Paylaş
MANİSA birbiri arkasına sanayi bölgelerini devreye sokarken; maalesef şehirde konut yetersizliği hat safhaya tırmandı. Yeni imar alanlarının zamanında açılmaması nedeniyle kiralık ve satılık konut fiyatları İzmir, İstanbul ve Ankara ile yarışır hale geldi. Avrupa’nın en iyi, en yatırım yapılabilir bölge olma gururunu taşıyan MOSB ve yeni gelişen diğer bölgeler; maalesef çalışan ve işveren açısından oldukça sıkıntılı. Özellikle servis araçlarıyla İzmir’den getirilen işgücünün maliyeti de hatırı sayılır miktarda.
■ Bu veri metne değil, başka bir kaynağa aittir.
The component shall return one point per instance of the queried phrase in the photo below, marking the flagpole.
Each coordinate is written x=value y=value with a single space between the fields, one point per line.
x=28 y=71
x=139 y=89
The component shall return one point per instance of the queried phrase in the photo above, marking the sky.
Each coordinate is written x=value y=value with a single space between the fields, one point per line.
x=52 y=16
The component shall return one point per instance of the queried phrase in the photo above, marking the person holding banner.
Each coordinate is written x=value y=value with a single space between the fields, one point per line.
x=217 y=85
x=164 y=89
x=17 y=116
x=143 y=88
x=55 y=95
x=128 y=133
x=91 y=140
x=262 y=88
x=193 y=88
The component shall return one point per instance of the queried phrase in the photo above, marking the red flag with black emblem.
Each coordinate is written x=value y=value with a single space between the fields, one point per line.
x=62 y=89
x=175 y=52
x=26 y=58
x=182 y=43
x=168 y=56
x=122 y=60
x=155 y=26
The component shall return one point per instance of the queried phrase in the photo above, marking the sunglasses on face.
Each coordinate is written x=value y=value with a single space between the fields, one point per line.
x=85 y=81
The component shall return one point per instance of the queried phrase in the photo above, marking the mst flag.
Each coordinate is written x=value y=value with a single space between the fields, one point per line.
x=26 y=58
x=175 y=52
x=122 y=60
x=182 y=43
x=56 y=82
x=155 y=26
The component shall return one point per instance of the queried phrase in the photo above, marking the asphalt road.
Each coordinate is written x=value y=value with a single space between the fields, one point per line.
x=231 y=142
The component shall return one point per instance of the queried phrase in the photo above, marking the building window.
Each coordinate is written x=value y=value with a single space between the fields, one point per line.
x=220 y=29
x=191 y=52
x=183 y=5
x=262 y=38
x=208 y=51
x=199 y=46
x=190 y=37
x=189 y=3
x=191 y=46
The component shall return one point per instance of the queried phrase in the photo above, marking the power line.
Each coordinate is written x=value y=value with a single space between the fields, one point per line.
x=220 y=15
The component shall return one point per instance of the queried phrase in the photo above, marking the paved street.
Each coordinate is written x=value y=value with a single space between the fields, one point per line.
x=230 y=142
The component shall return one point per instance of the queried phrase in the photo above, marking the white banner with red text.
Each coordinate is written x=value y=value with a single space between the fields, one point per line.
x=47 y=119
Dünyanın bugün içinde bulunduğu rekabetçi ortamda bu maliyetler, tolere edilebilir oranları çoktan aşmış durumda.
Manisa’ya yatırım yapan sanayici ve işadamlarının ortak sıkıntısı genelde iş yaratmakta değil işçi bulmakta yatıyor. Yatırımcının neredeyse kuyruk oluşturduğu, teşvik politikaları ve coğrafi konumu nedeniyle bölgede bir adım öne geçme imkanı yakalayan Manisa, maalesef kalifiye işgücü bulmakta zorlanıyor. Organize bölgelerin birbiri ardına ortaya çıktığı ve dev fabrikaların neredeyse ‘şehir içinde şehir’ yapısı taşıdığı bölgeye, acil konut yatırımı ve altyapı gerekiyor.
Bir atasözümüz vardır: “Taşıma suyla değirmen dönmez”. Manisa’nın da köklü imar değişikliklerine ihtiyacı gözönünde bulundurursak bunu, “Taşıma işçi ile sanayi dönmez” olarak değiştirebiliriz.
Bisikletli yaşamda önemli adım
İZMİR bisiklet ile ikinci buluşmasını Alsancak Limanı’ndan, İnciraltı Kent Ormanı’na kadar kurulan yeni parkuru ile tamamladı. Bir süredir özellikle Kordon başta olmak üzere bisiklet kullanımı üzerine yapılan girişimler meyvelerini veriyor. Geçtiğimiz yıllarda Karşıyaka Yalı’da başlatılan uygulama yavaş yavaş genişliyor. Tamamlandığından İzmir’in iki doğal yaşam alanı arasında uzun bir bağlantı sağlanmış olacak. Kuzey’de “Doğal Yaşam Parkı”ndan Güney’de “Kent Ormanı”na kadar kesintisiz bir bisiklet parkuru İzmirlilere hizmet edecek.
İzmirliler bisiklete hasret kalmış gibi.
Özellikle tatil günlerinde bisiklete olan talebin hızla arttığı İzmir, Avrupa’da birçok şehirde olduğu gibi bisikleti bir ulaşım aracı haline sokabilmesi halinde farklı bir kimlik daha kazanmış olacak. Ayrıca, bisiklet ile yolu paylaşabilmek ise, trafikte saygı ve hoşgörü kavramları açısından İzmir’e ayrı bir yaklaşımı da beraberinde getirecek.
Umarım çocukluğumuzun vazgeçilmezlerinden biri olan bisikletin tekrar hayatımıza dönüşü, İzmir’in son yıllarda sıkça ortaya koyduğu farklılıklarından biri olur.